I would probably use the SPI library if I hadn't already found that method from reading the datasheet and a bit of code. But that's how I do it.

A blocking example:

SPDR = byteToSend;
while(!(SPSR & (1<<SPIF)));

For a non-blocking code, you could check SPIF every time to let you know you can send another byte or I suppose you could even set up an interrupt to handle it.

I haven't tried anything like that but I'm curious to know whether there's a reason for doing the send/wait in that order. Intuitively I've have guessed it would be more efficient to do it the other way round (prepare the byte to send, wait for the hardware to become idle, send the byte, move on and do something else).

A blocking example:

I would flip the sequence:

while(!(SPSR & (1<<SPIF))) continue; //wait if the prior transmission hasn't ended

SPDR = byteToSend;

This can be considerably faster than your sequency.

I see. I guess you're right. The code I grabbed was actually waiting for a reply. So it had a line after that.

byteRecieved = SPDR;

And in that code I was waiting for the flag so I would know there would be good data in SPDR to read.

If you want to get the maximum speed out of the hardware SPI, It's even faster if you don't wait for the SPIF bit but instead include just the right number of NOPs between writing one byte and the next to SPDR.

And the right number is ? And is it constant for a given SPI Clock setting ?

Duane B

You stick a 'scope on the SCLK pin and trial and error - the exact delay might be sensitive to the nature of surrounding
code and the avr-gcc version and optimization flags used, so its not perfect technique. The ratio of SPI clock to system
clock is fixed by the prescaler divide ratio so if you get it working at 16MHz it should still work at 8MHz system clock too...

The code I grabbed was actually waiting for a reply.

That's why it is so much faster if you do it via the interrupt: you can just keep loading up the next byte to be sent in the isr, freeing up the mcu.
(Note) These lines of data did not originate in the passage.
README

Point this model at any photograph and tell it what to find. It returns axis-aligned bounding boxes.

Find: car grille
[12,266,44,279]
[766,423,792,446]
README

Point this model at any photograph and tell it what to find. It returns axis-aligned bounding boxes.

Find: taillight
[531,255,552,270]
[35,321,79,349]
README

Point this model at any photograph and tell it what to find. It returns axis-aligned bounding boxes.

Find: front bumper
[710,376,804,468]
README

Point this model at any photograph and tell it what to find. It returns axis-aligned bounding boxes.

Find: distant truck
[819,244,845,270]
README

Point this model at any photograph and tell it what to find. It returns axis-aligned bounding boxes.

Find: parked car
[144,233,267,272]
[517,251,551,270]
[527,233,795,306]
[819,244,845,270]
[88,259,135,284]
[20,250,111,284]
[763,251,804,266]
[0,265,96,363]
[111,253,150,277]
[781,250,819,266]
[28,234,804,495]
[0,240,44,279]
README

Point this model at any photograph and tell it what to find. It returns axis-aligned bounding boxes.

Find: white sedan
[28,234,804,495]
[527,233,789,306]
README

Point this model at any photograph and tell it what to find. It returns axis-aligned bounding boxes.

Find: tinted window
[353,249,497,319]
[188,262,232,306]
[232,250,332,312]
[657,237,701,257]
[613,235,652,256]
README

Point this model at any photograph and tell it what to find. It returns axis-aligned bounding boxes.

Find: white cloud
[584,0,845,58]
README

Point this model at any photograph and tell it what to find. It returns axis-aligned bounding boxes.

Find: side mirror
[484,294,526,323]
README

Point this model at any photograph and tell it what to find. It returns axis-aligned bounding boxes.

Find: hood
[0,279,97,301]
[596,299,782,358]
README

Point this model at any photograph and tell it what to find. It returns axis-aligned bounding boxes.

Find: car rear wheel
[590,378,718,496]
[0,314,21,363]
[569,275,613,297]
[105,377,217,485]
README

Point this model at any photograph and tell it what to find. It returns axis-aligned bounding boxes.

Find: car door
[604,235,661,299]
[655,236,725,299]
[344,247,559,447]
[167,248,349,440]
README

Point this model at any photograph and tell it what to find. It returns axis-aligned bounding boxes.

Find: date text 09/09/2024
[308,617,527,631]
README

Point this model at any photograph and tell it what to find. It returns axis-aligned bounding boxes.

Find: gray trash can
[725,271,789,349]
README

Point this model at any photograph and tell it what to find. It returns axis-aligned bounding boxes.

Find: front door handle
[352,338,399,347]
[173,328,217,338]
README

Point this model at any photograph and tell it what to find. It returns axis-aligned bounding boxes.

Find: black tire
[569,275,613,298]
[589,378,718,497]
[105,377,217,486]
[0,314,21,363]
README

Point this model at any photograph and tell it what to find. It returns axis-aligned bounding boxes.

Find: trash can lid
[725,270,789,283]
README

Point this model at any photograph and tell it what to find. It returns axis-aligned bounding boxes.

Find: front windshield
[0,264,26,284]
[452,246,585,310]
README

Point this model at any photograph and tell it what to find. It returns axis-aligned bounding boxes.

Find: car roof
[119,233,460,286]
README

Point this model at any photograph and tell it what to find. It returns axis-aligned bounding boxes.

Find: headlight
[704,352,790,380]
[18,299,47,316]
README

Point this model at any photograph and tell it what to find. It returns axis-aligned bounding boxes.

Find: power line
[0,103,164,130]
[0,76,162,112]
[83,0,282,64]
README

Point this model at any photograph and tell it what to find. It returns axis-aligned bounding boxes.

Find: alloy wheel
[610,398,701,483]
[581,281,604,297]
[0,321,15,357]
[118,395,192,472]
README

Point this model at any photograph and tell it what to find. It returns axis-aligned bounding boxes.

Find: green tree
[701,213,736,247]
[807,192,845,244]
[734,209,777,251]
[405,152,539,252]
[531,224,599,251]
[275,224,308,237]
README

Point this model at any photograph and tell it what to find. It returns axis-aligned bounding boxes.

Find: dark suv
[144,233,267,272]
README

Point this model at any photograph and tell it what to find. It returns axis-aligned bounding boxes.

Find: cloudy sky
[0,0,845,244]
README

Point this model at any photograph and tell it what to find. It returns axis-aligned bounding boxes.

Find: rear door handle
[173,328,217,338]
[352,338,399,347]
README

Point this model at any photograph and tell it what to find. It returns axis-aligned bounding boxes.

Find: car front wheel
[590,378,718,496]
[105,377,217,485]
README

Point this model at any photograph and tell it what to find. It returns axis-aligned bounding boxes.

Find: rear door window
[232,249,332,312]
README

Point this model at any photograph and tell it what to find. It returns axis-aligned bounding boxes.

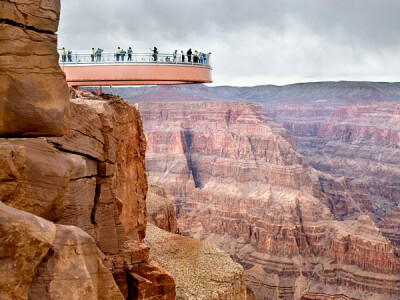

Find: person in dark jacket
[186,48,193,62]
[115,47,121,61]
[193,50,199,64]
[128,47,133,61]
[121,49,126,61]
[150,47,158,61]
[61,47,67,62]
[96,48,103,61]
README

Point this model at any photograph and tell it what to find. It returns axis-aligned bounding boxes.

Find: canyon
[145,185,250,300]
[121,81,400,251]
[139,101,400,299]
[0,0,250,300]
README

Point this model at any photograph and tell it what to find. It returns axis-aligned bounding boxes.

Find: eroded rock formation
[0,0,69,137]
[268,102,400,247]
[146,185,178,233]
[145,185,248,300]
[0,0,175,300]
[139,102,400,299]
See http://arduino.cc/forum/index.php/topic,129824.0.html. Yes of course the number of NOPs required will depend on clock frequency; but below the maximum available SPI clock frequency (8MHz on a 16MHz Arduino), the speed gain of not using a busy wait loop will be proportionately lower, so it's probably not worthwhile.

dhenry:

The code I grabbed was actually waiting for a reply.
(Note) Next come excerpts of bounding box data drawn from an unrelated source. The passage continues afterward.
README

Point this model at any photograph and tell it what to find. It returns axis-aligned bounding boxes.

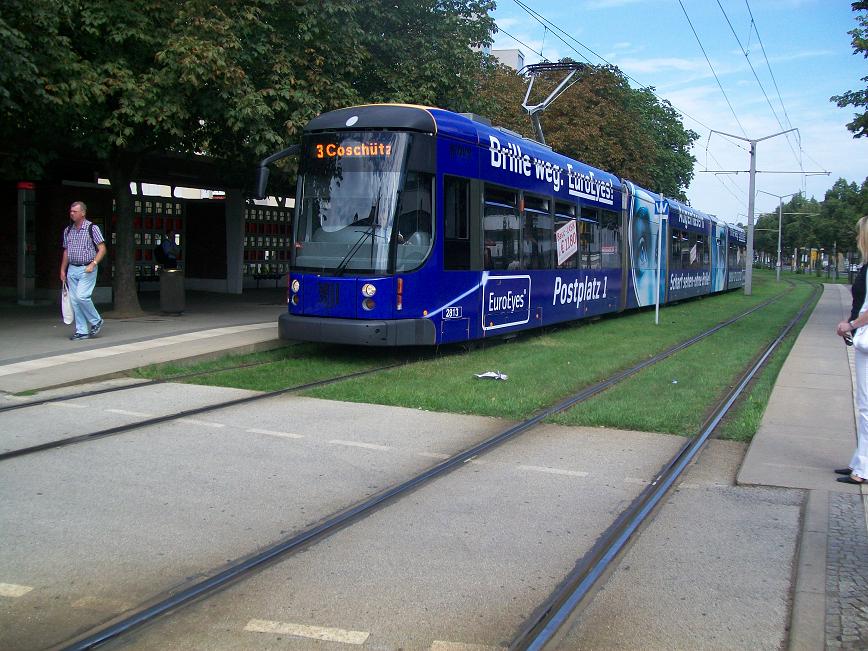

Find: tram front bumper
[277,313,437,346]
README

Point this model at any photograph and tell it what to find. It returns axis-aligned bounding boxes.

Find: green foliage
[754,178,868,262]
[480,65,699,200]
[0,0,494,314]
[829,2,868,138]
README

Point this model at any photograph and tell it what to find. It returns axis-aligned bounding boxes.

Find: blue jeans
[66,265,100,335]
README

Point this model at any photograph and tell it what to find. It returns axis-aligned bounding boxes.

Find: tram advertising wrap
[262,105,743,346]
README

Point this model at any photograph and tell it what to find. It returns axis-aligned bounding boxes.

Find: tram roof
[305,104,621,188]
[305,104,743,232]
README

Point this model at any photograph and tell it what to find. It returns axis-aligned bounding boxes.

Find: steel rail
[54,293,783,651]
[509,286,822,651]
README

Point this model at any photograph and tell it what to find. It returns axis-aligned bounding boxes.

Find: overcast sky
[494,0,868,223]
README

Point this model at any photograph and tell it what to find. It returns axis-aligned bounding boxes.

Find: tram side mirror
[256,165,270,199]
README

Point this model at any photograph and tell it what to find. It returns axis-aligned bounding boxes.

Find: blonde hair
[856,215,868,264]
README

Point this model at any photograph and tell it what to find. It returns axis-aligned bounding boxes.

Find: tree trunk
[105,156,144,317]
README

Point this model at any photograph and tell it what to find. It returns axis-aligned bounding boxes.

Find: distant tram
[261,105,746,346]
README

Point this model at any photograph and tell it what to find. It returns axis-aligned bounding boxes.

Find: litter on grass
[475,371,509,380]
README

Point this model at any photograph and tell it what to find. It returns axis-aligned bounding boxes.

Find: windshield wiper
[335,192,382,276]
[335,224,374,276]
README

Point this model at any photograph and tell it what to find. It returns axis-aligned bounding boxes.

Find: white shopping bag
[60,283,73,323]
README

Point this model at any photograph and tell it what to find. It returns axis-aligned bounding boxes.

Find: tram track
[52,282,813,649]
[0,285,792,463]
[509,286,822,651]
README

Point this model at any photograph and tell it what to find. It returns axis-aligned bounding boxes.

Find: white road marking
[106,409,153,418]
[70,595,133,613]
[0,321,277,376]
[0,583,33,598]
[244,619,371,644]
[417,452,449,461]
[431,640,506,651]
[246,428,304,439]
[329,439,392,452]
[178,418,226,428]
[519,466,589,477]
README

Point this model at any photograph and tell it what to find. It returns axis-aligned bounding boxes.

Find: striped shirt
[63,219,105,267]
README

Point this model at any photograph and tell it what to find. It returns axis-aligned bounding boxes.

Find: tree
[480,65,699,200]
[829,0,868,138]
[0,0,357,314]
[0,0,493,313]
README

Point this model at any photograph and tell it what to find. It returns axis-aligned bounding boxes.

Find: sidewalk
[738,285,868,650]
[0,285,868,651]
[0,288,286,393]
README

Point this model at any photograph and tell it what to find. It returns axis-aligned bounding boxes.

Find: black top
[304,104,437,133]
[848,264,868,321]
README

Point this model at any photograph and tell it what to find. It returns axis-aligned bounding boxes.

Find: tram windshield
[292,132,433,275]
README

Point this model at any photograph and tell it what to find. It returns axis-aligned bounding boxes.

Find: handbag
[853,326,868,353]
[60,281,74,324]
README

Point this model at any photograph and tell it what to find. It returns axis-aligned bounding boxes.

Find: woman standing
[835,215,868,484]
That's why it is so much faster if you do it via the interrupt: you can just keep loading up the next byte to be sent in the isr, freeing up the mcu.

If you run SPI at 8MHz the overhead of calling the interrupt handler routine is likely more than the SPI transfer (16 clocks)
and busy-waiting will be more efficient? Be interesting to compare at 8MHz/4MHz/2MHz etc.

The math is slightly different.

When pulling, you are waiting 16 ticks to transmit and load the next char.

In interrupt, your transmission starts as you load up the char. You then exit the isr and the mcu is doing other things. 16 ticks later, the isr fires; With isr latency (~16 ticks), you load up the next char. So every 32 ticks, you send a char. Of that 32 ticks, the mcu is working on something else for 16 ticks. The net result is that the actual transmission is slower (8Mhz spi running at 4Mhz over the long run).

However, if you lower the spi speed (to 100khz for example), the interrupt approach offers considerable advantage, in terms of efficiency and convenience: it is load-and-forget from the programmer's perspective.